Figure 4. Performance of the single-task DNN model on four external testing sets. Contingency tables of prediction for data from (A) Stallings et al. and (B) Brown et al. (C) and (D) Correlation between measures of experimentally observed injury and model-predicted injury for data from (C) Sutherland et al., and (D) Slopianka et al. Each data point represents an exposure condition (a combination of treatment duration and dose). The experimental level of injury is given by the mean injury score based on histopathology evaluation, while the predicted level of injury is given by the number of positive samples.
Because the two other external datasets of Sutherland et al. and Slopianka et al. did not provide any endpoint injury annotations, we could not directly evaluate our predictions through standard contingency tables. However, these studies did provide average injury scores for multiple time points and/or doses. In addition, our predictions allowed us to derive the number of injured animals–another measure of the injury level–for the endpoints at these exposure conditions. Hence, if our predictions are accurate, the two measures should be positively correlated. Consistent with this expectation, the Spearman’s correlation coefficients (rho-values) were 0.72 (p = 7.8 × 10-5) for the dataset of Sutherland et al. (2018) and 0.73 (p = 0.006) for the dataset of Slopianka et al. (2017) (Figures 4C,D, respectively).
Label-Shuffled Models Show No Predictive Power
We performed 10 random shufflings to construct 10 label-shuffled Y-Shuffle sets for Toxicity Module Gene and L1000 (see MATERIALS AND METHODS, Feature Selection). Table 8 shows that these models performed poorly in both cross validation and for the external dataset of Ippolito et al. No meaningful model could be built from the label-shuffled dataset.

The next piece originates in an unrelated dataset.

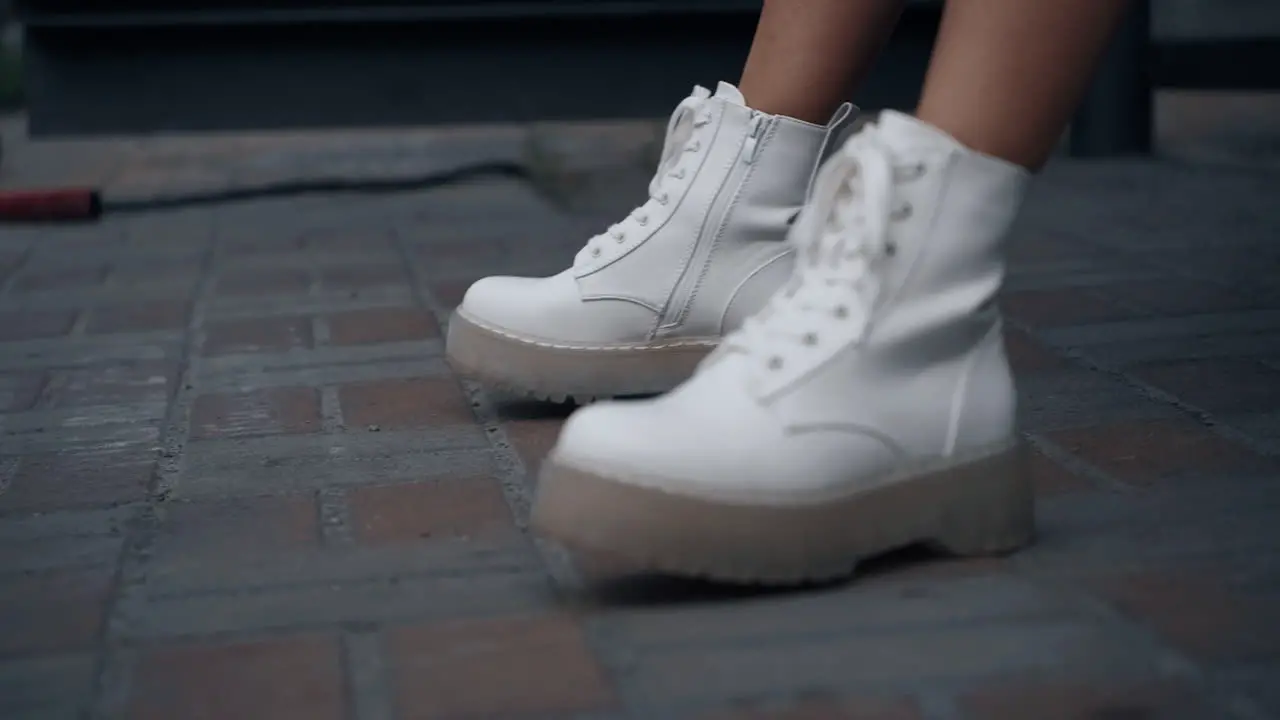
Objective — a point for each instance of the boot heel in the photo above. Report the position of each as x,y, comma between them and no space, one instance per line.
990,507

Models With Arbitrary Gene Sets Show Poor Performance in External Validation
We also tested the performance of arbitrarily selected gene sets in predicting outcomes in the datasets of Stallings et al. and Brown et al. We used these datasets because they used treatment methods that differed from those used in the training data, and because the predictions could be directly compared with experimental results. The low F1 scores on the two datasets (Table 9) indicate that arbitrary gene features showed poor generalization performance.

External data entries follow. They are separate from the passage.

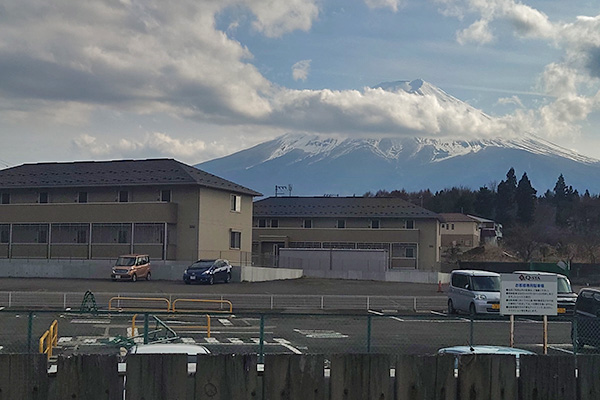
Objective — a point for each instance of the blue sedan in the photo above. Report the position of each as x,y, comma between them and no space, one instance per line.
208,271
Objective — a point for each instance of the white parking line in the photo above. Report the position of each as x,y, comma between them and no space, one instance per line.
287,345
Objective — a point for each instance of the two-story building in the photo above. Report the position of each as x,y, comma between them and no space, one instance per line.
94,210
409,233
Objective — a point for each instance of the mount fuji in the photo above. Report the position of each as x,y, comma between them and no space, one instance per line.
318,165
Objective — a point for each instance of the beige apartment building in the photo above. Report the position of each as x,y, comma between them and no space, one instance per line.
459,230
409,233
98,210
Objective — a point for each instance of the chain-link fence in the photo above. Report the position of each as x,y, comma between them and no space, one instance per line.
274,333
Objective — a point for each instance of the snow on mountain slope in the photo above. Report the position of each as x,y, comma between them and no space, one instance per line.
317,164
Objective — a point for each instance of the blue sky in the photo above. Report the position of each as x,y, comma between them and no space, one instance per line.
200,80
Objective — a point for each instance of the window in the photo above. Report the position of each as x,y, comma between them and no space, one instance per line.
123,196
43,197
235,240
165,195
236,203
82,236
123,235
4,233
42,236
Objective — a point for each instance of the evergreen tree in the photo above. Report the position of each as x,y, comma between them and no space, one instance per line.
561,199
525,197
485,203
505,200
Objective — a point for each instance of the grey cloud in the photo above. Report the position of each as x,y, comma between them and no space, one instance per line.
593,62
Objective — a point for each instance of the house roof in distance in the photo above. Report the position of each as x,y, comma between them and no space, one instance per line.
160,171
373,207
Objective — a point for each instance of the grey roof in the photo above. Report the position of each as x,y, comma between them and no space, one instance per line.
373,207
162,171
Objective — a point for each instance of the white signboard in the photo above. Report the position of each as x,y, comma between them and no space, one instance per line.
528,294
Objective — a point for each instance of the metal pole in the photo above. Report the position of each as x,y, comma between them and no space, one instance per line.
261,340
29,331
145,328
369,333
471,326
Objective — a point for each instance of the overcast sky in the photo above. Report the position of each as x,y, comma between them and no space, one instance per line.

DNN Accurately Predict Liver Toxicity Endpoints From Transcriptomic Responses
Our single-task DNN model achieved high performance scores in cross validation using various feature selection methods (Table 3 and Figure 2). Our aim was to develop a model that learns signals associated not with specific chemical-exposure conditions but with the endpoints. The high MCCs for the three endpoints and various patterns of present/absent endpoints (Table 6 and Figure 3) indicate that our DNN models are endpoint-specific. We further validated our single-task DNN model with data from six additional independent experiments, most of which induced the target endpoints by treatments different from those used in the training data. The power of the single-task DNN model was highlighted by the fact that it performed satisfactorily across these datasets (Figures 3, 4 and Table 7). In summary, the single-task DNN model provided robust predictions for the intended injury phenotype.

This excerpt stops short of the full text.